Jun 21, 2026·2 min read

The decision to include Lebanon in the US-Iran memorandum of understanding is a “Middle Eastern absurdity,” said Kan News’ Arab affairs analyst Roi Kais.

Kais emphasized that the move changes the balance of power in Lebanon, despite the fact that the Trump administration had been carrying out unprecedented direct negotiations between Israel and Lebanon in recent months.

Kais noted that the original purpose of the Israel–Lebanon talks was to strengthen the Lebanese government and shift influence away from Hezbollah and Iran toward Lebanon’s state institutions. Hezbollah opposed those talks, and Tehran viewed them as a direct threat to the influence it has spent years cultivating in Lebanon.

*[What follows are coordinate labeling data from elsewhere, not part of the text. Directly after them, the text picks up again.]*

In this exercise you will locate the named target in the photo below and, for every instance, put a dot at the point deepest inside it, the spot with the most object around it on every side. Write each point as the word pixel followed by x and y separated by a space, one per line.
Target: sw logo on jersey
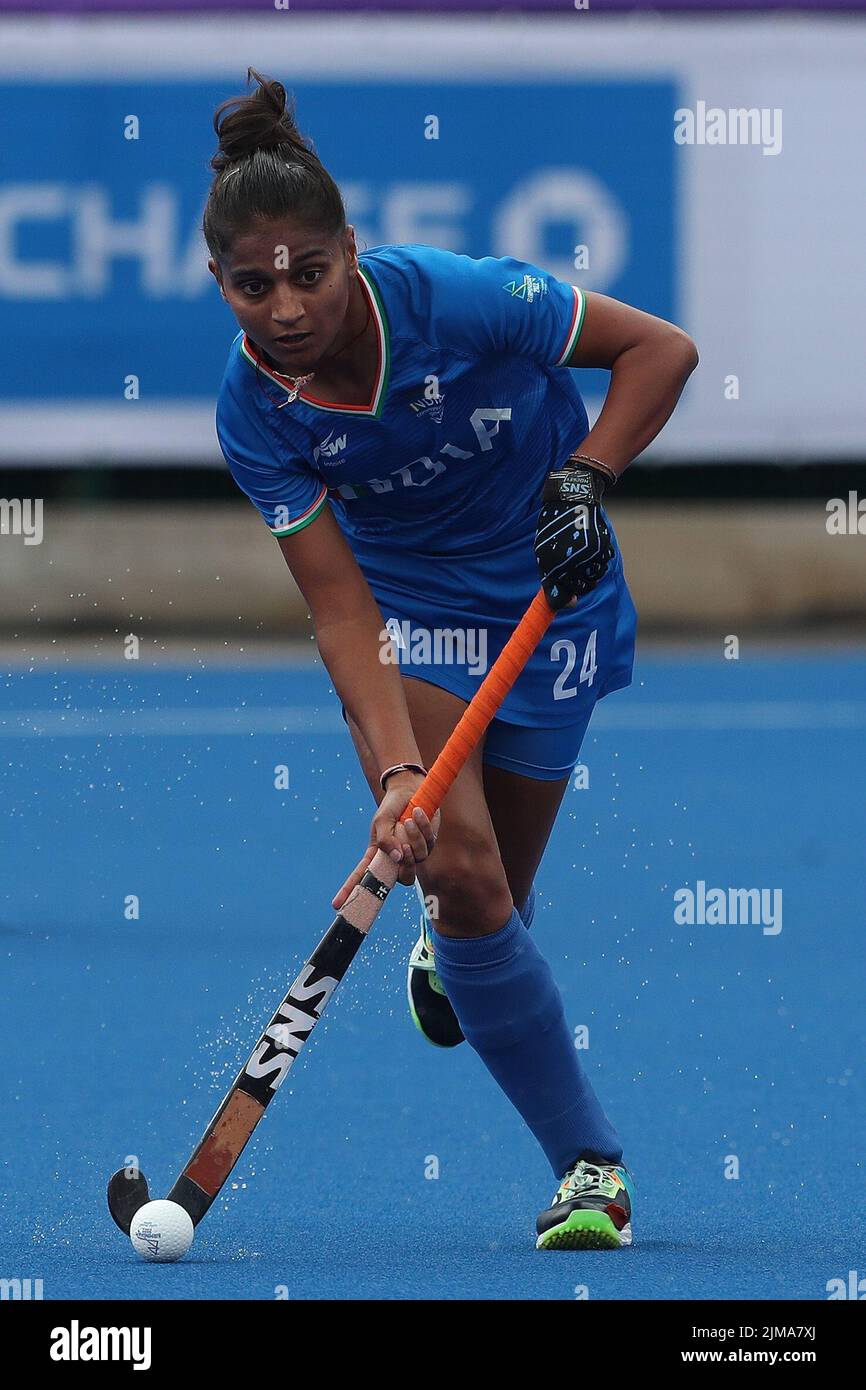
pixel 527 288
pixel 431 407
pixel 330 448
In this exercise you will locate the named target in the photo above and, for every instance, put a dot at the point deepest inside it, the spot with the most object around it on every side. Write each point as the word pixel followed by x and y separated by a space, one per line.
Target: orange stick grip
pixel 487 699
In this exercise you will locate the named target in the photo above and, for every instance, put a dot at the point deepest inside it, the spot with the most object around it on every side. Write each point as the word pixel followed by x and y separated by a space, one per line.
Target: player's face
pixel 289 291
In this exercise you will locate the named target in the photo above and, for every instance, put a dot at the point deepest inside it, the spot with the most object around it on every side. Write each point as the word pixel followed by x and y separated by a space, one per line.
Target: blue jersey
pixel 437 480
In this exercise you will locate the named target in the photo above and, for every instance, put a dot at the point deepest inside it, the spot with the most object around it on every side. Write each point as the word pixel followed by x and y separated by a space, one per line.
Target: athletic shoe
pixel 591 1209
pixel 427 1000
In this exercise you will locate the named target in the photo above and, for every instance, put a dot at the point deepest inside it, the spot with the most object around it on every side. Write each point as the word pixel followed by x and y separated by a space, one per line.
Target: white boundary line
pixel 770 716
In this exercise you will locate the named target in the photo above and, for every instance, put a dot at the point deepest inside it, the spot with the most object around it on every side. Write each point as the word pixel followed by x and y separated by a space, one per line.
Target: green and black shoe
pixel 591 1209
pixel 427 1000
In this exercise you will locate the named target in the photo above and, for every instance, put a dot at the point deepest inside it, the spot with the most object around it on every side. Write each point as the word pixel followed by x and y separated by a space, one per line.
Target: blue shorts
pixel 544 754
pixel 448 617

Now, however, the U.S.–Iran memorandum has brought the Lebanese front and the ceasefire back into the equation “through the front door.” The outcome is the opposite of what the original negotiations sought to achieve: Iran’s influence is strengthened, Hezbollah is empowered, and the Lebanese state has been weakened.

To illustrate the mood in Lebanon, Kais pointed to a political cartoon that recently went viral on Lebanese social media. The cartoon depicts longtime Shiite parliament speaker Nabih Berri, a close Hezbollah ally, smiling at the new deal, while President Joseph Aoun, a Christian, and Prime Minister Nawaf Salam, a Sunni—both associated with efforts to advance direct talks with Israel—appear dejected.

“What the Iranians got here,” Kais concluded, “is proxy terror on steroids.”

Kais emphasized that this is precisely the problem with the deal: instead of separating the Lebanese state from Hezbollah, the memorandum has placed Iran and Hezbollah squarely back at the center of Lebanon’s political arena.